Greg. Yes you can use this info in your promo but please give me credit for creating it at the article's end. I also have quite a bit of similar aerator information in the aerator section. It seems I have to repeat this same stuff often.

You are correct about fountains in small, shallow or medium depth waters. Key point is small & shallow. They are okay there for bottom mixing. The pond's exposure to wind has a limiting factor here. Fountains in smaller shallower ponds can mix water deep enough and over most of the pond's area/volume so that there is no or minimal, deoxygenated, water volume in the bottom zone. Then when this low volume poor quality water is inverted it cannot degrade the upper layers ENOUGH to cause problems UNLESS there are other unusual conditons such as cloudy days, heavy aquashade or other oxygen robbing or suppressing conditions occurring at the same time or shortly after the inversion.

As I mentioned above, if there is a turnover/inversion in a larger or deeper pond, an operating fountain can maintain enough oxygen in the vicinity of the splash zone to keep many fish from suffocating.
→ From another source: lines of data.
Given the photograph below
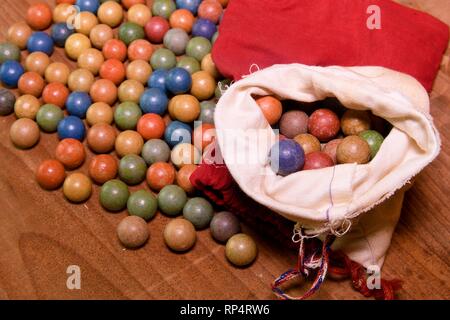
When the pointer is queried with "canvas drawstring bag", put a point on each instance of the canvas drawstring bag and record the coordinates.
(352, 208)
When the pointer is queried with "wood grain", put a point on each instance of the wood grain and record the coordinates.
(41, 234)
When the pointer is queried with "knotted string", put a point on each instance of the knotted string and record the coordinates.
(308, 260)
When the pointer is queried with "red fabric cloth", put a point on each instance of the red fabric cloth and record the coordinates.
(329, 32)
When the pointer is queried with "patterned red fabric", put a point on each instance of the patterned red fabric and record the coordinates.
(329, 32)
(216, 182)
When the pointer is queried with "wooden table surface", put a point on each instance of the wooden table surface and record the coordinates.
(41, 234)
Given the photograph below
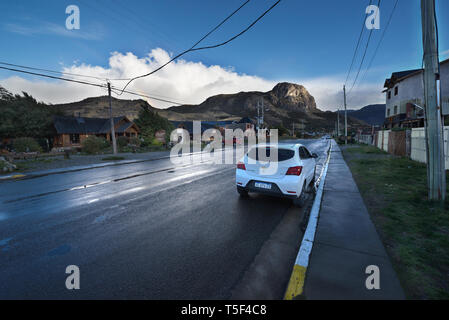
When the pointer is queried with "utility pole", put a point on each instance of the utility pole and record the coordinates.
(114, 143)
(338, 122)
(346, 117)
(436, 174)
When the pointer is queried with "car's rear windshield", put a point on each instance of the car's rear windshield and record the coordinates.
(283, 154)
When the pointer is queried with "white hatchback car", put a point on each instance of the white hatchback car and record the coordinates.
(291, 178)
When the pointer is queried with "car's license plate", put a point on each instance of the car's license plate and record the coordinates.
(262, 185)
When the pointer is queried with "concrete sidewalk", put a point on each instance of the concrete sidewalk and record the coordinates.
(346, 242)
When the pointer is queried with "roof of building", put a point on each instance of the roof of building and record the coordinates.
(401, 75)
(246, 120)
(73, 125)
(188, 125)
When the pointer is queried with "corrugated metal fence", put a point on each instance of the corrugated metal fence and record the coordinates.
(410, 143)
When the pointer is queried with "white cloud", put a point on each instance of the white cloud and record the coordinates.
(183, 81)
(48, 28)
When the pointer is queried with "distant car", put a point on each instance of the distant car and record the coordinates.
(295, 172)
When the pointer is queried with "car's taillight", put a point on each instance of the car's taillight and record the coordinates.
(241, 166)
(294, 171)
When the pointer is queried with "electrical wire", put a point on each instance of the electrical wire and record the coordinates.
(53, 77)
(207, 47)
(357, 46)
(50, 71)
(364, 54)
(103, 86)
(381, 39)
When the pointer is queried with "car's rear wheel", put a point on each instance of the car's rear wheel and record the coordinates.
(242, 192)
(301, 200)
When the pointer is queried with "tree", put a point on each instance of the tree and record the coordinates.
(23, 116)
(149, 122)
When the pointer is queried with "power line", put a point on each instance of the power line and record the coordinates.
(50, 71)
(115, 90)
(53, 77)
(208, 47)
(364, 54)
(358, 44)
(89, 83)
(380, 40)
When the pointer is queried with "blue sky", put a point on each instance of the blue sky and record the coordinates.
(308, 42)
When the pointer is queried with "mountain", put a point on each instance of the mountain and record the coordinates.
(98, 107)
(286, 104)
(373, 114)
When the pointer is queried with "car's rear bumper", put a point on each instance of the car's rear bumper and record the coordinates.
(288, 186)
(274, 191)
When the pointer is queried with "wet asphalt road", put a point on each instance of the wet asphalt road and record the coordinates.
(150, 230)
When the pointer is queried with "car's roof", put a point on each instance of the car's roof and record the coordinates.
(279, 145)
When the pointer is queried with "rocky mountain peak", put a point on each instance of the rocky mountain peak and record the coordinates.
(293, 96)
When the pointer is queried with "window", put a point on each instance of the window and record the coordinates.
(74, 138)
(304, 153)
(283, 154)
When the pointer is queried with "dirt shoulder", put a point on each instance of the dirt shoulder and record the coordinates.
(414, 231)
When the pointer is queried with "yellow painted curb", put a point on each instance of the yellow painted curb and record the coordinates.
(296, 284)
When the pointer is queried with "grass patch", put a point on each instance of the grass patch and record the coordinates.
(113, 158)
(414, 230)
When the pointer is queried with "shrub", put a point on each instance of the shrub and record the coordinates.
(26, 145)
(134, 141)
(156, 142)
(122, 141)
(94, 144)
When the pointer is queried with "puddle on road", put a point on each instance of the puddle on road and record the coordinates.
(61, 250)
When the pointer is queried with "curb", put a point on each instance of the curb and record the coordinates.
(297, 279)
(109, 164)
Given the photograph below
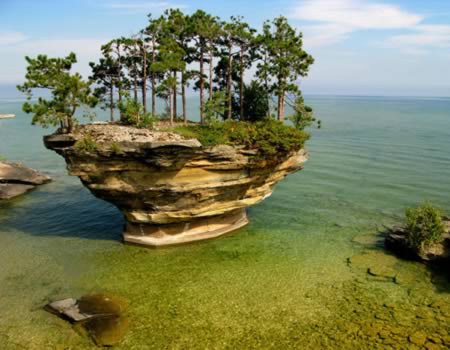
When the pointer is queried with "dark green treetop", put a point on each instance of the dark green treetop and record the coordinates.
(68, 91)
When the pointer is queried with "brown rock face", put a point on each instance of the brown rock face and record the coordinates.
(16, 179)
(172, 190)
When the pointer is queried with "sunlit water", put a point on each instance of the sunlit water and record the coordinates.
(296, 277)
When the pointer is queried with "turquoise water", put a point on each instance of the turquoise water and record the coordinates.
(296, 277)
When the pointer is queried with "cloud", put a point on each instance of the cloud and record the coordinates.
(11, 71)
(356, 14)
(138, 7)
(423, 36)
(11, 38)
(335, 20)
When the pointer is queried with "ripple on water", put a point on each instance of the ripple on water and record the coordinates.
(285, 281)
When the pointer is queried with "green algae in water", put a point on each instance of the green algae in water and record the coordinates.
(282, 282)
(98, 315)
(104, 330)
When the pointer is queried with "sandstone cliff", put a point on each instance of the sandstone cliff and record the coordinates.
(16, 179)
(171, 190)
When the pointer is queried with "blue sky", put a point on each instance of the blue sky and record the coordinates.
(361, 47)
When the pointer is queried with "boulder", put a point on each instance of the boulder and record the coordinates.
(16, 179)
(396, 241)
(99, 315)
(171, 190)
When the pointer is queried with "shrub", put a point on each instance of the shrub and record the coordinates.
(132, 113)
(86, 144)
(424, 226)
(269, 137)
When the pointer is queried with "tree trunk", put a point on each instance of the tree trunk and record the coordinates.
(144, 78)
(175, 111)
(170, 107)
(266, 84)
(119, 85)
(210, 74)
(229, 73)
(183, 96)
(135, 87)
(153, 80)
(202, 86)
(241, 85)
(69, 125)
(281, 105)
(111, 101)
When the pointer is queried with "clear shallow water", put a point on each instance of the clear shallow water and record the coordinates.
(296, 277)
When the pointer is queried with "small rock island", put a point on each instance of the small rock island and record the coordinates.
(171, 189)
(180, 175)
(16, 179)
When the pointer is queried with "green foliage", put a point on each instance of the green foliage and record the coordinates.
(87, 144)
(283, 59)
(215, 107)
(303, 116)
(116, 149)
(68, 91)
(256, 102)
(133, 114)
(269, 137)
(424, 226)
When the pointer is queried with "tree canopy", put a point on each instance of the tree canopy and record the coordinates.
(171, 52)
(68, 91)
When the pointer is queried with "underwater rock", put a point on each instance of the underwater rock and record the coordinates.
(376, 265)
(396, 241)
(16, 179)
(100, 316)
(7, 116)
(171, 190)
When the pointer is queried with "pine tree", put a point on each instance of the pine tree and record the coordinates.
(105, 74)
(68, 91)
(284, 60)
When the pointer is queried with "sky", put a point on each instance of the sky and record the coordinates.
(361, 47)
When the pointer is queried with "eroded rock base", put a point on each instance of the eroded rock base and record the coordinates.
(184, 232)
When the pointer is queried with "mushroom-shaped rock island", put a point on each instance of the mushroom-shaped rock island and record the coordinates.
(171, 189)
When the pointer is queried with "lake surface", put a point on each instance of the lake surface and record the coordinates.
(295, 277)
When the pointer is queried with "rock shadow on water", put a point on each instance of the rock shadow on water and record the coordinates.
(435, 258)
(99, 316)
(73, 212)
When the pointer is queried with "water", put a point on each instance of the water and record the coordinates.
(296, 277)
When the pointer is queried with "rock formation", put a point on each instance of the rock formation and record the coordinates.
(170, 189)
(16, 179)
(396, 240)
(7, 116)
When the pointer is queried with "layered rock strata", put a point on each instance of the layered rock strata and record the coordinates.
(171, 190)
(396, 241)
(16, 179)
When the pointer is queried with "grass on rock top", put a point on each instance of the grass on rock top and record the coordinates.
(269, 137)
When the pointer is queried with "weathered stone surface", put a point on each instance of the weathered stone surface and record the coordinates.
(396, 241)
(172, 190)
(98, 315)
(16, 179)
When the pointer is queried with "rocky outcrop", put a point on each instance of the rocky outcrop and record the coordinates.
(171, 190)
(396, 241)
(98, 315)
(16, 179)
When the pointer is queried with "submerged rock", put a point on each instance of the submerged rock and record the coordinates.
(100, 316)
(7, 116)
(171, 190)
(16, 179)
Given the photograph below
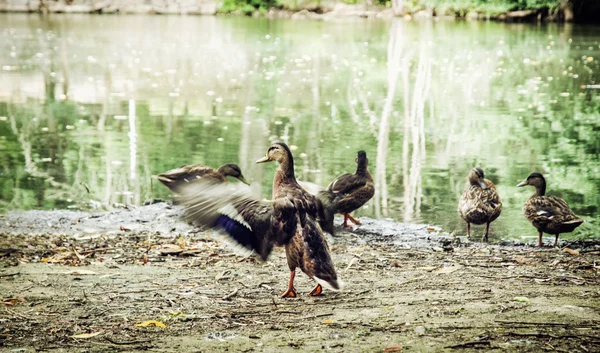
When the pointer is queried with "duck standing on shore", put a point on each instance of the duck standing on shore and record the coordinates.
(479, 202)
(548, 214)
(293, 219)
(348, 192)
(174, 178)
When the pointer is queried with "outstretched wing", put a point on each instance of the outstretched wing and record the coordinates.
(551, 208)
(174, 178)
(252, 224)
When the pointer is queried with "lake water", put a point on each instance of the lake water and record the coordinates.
(102, 103)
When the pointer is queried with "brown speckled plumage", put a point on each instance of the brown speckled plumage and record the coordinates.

But here again, why would one want the bottom of a deeper pond to be without oxygen and get septic? I think almost all of those that allow it to happen do not realize it is happening. If they had to be in or exist in that deep deoxygenated water for only one-half minute, I guarantee you it would be corrected if possible. It occurs in many many ponds because the owners do not realize how bad it gets down there and the severe degredation of bottom sediments that occurs. Out of sight; out of mind. If you can't see it then it must not be happening. Everything looks okay, maybe even sort of pristine from on top until fish start gulping for air. One cannot see black sludgey, souppy septic muds and the massive die off of the bottom bugs in the deep sediments. Also if you closely examine the black mud botttom sediments, there are no living invertebraes in that stuff. That should tell you something.